Dr. Kilvington also commented that the method of Acanthamoeba cyst production significantly affects the efficacy of the test solution. “If you want to kill cysts, you need a two-step peroxide solution,” he said.

The panel addressed questions regarding the strains of Acanthamoeba currently used for testing. Dr. Tu commented that a 40-year-old strain may not reflect the current virulence. Selection of a strain or strains is important in developing methods for evaluation.

Panelists also commented on specific protocols for disinfection efficacy testing and starting such testing with an actual contact lens.

Said Dr. Tu: “The overarching theme here is that multipurpose solutions were very good and well accepted. But things change. We’re faced with a different risk now than we were even 10 years ago. There’s a difference in designing contact lens disinfection systems for those who live in New York vs. the Amazon in Brazil. If there’s a change in environment, it’s not the fault of the solution. It needs to be better, and we need to decide how to do that.”

Said Dr. Stone: “Do as much as you can do for the patient and doctor on high-risk behavior, such as swimming and water sports. We need to deal with those first high-risk behaviors, even if we’re not able to do much about the products. We’re a long way from the products being able to do a lot.”

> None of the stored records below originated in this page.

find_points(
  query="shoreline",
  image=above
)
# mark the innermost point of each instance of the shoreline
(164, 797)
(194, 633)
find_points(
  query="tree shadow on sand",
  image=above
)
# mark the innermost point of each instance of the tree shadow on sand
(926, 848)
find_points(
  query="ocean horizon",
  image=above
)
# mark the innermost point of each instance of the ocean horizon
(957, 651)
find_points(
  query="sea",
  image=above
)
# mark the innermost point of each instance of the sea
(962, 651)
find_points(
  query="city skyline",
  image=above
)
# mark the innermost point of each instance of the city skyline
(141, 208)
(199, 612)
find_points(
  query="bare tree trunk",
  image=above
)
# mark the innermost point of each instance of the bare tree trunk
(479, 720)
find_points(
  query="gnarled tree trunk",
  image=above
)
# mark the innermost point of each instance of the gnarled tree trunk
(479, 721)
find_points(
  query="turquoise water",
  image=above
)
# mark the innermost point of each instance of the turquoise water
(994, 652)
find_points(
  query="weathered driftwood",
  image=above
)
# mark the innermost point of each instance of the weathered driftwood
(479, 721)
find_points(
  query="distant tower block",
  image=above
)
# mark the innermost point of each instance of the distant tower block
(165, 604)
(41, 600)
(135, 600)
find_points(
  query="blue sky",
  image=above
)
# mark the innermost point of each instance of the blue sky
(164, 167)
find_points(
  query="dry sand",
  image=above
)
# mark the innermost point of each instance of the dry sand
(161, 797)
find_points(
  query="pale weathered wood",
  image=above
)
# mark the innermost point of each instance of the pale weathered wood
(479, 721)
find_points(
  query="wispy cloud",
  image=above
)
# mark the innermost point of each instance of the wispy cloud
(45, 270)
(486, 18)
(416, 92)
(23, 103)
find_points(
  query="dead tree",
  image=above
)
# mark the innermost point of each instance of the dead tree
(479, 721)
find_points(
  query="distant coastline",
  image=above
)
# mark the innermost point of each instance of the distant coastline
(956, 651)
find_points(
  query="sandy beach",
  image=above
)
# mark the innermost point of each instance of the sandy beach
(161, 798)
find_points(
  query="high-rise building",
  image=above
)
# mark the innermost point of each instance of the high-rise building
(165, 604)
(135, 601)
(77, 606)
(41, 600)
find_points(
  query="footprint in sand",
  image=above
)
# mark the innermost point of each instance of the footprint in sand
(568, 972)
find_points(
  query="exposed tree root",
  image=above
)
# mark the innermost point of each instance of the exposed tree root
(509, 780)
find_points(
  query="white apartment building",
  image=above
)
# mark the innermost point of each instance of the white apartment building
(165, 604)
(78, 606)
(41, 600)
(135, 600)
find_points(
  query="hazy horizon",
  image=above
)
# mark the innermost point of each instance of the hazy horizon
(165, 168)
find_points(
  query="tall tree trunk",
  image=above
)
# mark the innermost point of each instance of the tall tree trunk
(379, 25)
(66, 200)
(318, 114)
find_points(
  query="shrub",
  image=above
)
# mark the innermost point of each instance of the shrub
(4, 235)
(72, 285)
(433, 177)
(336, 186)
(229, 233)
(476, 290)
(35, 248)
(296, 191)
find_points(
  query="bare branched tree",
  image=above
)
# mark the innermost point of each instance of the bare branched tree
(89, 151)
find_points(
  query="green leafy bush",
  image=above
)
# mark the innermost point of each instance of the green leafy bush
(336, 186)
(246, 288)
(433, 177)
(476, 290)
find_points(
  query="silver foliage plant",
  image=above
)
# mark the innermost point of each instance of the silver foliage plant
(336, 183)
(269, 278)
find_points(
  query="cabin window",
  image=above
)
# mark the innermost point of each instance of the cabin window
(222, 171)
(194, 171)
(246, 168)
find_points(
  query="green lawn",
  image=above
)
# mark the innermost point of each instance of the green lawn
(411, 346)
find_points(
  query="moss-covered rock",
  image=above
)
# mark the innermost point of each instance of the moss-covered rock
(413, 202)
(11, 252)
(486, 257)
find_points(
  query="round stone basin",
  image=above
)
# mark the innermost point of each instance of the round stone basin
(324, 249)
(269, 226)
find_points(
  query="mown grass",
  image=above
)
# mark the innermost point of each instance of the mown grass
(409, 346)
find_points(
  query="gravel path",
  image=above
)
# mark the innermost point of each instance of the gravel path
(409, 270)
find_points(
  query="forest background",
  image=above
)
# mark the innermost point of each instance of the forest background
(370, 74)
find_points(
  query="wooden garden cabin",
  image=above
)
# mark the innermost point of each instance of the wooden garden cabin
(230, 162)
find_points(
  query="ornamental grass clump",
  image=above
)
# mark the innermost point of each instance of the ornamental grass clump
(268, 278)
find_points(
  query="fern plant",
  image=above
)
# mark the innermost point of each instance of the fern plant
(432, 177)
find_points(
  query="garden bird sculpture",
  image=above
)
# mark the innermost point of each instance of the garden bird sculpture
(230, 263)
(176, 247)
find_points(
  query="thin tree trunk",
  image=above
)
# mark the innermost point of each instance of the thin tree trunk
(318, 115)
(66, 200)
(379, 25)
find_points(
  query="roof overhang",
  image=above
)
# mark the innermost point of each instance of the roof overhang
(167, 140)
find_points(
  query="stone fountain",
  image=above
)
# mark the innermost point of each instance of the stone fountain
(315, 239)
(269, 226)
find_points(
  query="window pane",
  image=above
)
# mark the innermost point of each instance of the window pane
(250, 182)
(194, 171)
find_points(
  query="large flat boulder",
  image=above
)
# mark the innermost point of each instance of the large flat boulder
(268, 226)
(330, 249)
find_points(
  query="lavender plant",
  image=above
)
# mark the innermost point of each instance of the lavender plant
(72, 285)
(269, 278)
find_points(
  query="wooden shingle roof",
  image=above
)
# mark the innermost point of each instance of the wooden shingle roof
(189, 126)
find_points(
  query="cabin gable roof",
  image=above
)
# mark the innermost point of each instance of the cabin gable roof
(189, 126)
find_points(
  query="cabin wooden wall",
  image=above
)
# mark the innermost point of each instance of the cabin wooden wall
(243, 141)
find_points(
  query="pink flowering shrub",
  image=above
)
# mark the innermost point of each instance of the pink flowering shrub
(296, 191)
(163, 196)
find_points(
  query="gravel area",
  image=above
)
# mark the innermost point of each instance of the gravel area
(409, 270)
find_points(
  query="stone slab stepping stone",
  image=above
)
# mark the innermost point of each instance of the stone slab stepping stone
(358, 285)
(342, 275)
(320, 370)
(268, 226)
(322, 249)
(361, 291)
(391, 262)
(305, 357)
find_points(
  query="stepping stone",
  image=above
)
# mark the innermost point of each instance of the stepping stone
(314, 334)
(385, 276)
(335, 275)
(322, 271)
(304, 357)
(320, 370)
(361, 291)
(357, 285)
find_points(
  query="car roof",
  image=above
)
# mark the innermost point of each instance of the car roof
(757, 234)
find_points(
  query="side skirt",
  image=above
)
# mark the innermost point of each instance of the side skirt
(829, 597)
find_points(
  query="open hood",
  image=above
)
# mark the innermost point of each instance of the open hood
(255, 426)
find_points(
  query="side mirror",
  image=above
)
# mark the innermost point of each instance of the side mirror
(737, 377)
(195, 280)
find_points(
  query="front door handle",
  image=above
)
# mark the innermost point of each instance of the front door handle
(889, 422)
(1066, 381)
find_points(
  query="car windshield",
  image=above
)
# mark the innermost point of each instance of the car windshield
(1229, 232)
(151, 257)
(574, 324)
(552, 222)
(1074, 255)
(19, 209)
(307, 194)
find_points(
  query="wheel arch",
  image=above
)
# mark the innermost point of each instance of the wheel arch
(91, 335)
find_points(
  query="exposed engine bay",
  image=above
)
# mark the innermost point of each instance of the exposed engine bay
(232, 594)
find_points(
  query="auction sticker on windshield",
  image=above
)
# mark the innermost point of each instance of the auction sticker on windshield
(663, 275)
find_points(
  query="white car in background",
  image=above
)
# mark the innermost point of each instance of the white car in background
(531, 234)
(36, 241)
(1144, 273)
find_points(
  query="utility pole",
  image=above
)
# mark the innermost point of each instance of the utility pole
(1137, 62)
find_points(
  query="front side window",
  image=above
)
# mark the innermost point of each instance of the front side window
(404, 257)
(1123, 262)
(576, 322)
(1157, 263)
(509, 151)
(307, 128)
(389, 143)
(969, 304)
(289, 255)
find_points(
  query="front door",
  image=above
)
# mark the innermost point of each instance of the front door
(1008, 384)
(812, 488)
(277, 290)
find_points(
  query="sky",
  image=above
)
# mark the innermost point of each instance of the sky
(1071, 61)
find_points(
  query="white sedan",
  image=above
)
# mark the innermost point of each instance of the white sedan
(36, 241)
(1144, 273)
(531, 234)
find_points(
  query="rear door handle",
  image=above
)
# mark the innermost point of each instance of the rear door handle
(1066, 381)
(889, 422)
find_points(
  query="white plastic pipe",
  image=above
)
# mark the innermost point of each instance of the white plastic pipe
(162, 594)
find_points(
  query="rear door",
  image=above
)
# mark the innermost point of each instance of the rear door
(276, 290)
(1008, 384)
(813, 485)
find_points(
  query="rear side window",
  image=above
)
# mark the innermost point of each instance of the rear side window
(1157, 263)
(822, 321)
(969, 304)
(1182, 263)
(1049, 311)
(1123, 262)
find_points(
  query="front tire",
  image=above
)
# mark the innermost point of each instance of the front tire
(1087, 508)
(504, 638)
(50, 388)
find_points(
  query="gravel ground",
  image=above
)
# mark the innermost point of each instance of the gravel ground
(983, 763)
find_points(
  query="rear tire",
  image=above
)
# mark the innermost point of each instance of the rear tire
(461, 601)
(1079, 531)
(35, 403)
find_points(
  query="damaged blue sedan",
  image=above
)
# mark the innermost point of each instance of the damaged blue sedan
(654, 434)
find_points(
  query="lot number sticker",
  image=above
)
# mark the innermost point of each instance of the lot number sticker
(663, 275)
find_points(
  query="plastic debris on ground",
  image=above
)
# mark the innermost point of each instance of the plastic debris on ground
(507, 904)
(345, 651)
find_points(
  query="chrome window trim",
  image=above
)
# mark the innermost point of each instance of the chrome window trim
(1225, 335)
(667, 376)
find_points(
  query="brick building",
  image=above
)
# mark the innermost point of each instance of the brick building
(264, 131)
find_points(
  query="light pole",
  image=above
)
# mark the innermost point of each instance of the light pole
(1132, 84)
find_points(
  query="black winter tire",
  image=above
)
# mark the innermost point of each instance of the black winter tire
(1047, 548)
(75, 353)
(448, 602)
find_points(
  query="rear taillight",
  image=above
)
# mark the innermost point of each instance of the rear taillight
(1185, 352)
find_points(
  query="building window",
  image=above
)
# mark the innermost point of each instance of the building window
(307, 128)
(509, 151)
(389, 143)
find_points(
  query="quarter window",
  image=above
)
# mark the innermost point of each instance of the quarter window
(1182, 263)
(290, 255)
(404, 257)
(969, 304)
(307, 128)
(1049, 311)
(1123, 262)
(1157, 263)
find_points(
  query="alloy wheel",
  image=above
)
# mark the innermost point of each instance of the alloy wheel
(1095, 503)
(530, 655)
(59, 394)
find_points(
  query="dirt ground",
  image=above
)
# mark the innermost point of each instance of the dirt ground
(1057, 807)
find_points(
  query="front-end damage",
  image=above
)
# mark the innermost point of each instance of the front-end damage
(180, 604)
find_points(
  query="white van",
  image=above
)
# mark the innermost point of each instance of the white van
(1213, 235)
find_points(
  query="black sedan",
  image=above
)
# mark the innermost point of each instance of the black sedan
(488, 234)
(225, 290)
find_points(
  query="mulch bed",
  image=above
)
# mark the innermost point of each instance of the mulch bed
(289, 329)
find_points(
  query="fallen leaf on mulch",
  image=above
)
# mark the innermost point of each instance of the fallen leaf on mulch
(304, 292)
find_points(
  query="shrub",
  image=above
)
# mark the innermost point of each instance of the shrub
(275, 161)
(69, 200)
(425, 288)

Said Malvina Eydelman, MD: “We are well aware of high-risk behavior contribution. We have spent enormous effort on trying to educate patients and doctor. I would like to emphasize that it’s not just FDA’s role to educate patients and doctors.” Dr. Eydelman is director, division of ophthalmic, neurological and ear, nose and throat devices at the FDA.

Dr. Stone said that an international standard for Acanthamoeba encysting testing on lens care products should appear within the next year.

Denise Hampton, PhD, branch chief of the contact lenses and retinal devices branch of the FDA, commented that FDA’s research shows that the lens material makes a difference in contact lens uptake of biocide from lens solutions.

Mary Mowry-McKee, PhD, former research scientist at CIBAVision and Bausch + Lomb, said that such uptake does affect efficacy; a new ISO standard for evaluating lenses and case with the solution has been approved and will be issued by year’s end.

Additional discussion focused on the use of tap water with GP lenses. Said Dr. Szczotka-Flynn, OD, PhD, “I agree you can’t change behavior that easily. But you have to give patients tools to change their behavior. The majority of patients say, ‘I’ve been using tap water for 30 years, why should I change now?’ But then they ask, ‘What should I use instead?’ Why don’t we have larger bottles of aerosol saline?”

Other comments focused on obtaining evidence that tap water is a risk factor for GP lens wear and exploring options for other products.

Regarding developing new products for GP lenses, Jim Cook, head of corneal product development at Abbott Medical Optics, said, “We’re not a charitable organization. There needs to be a good market for it. If the contact lens organizations develop that market, then we could develop those products.”

As William Benjamin, OD, pointed out, tap water is easily available and costs nothing.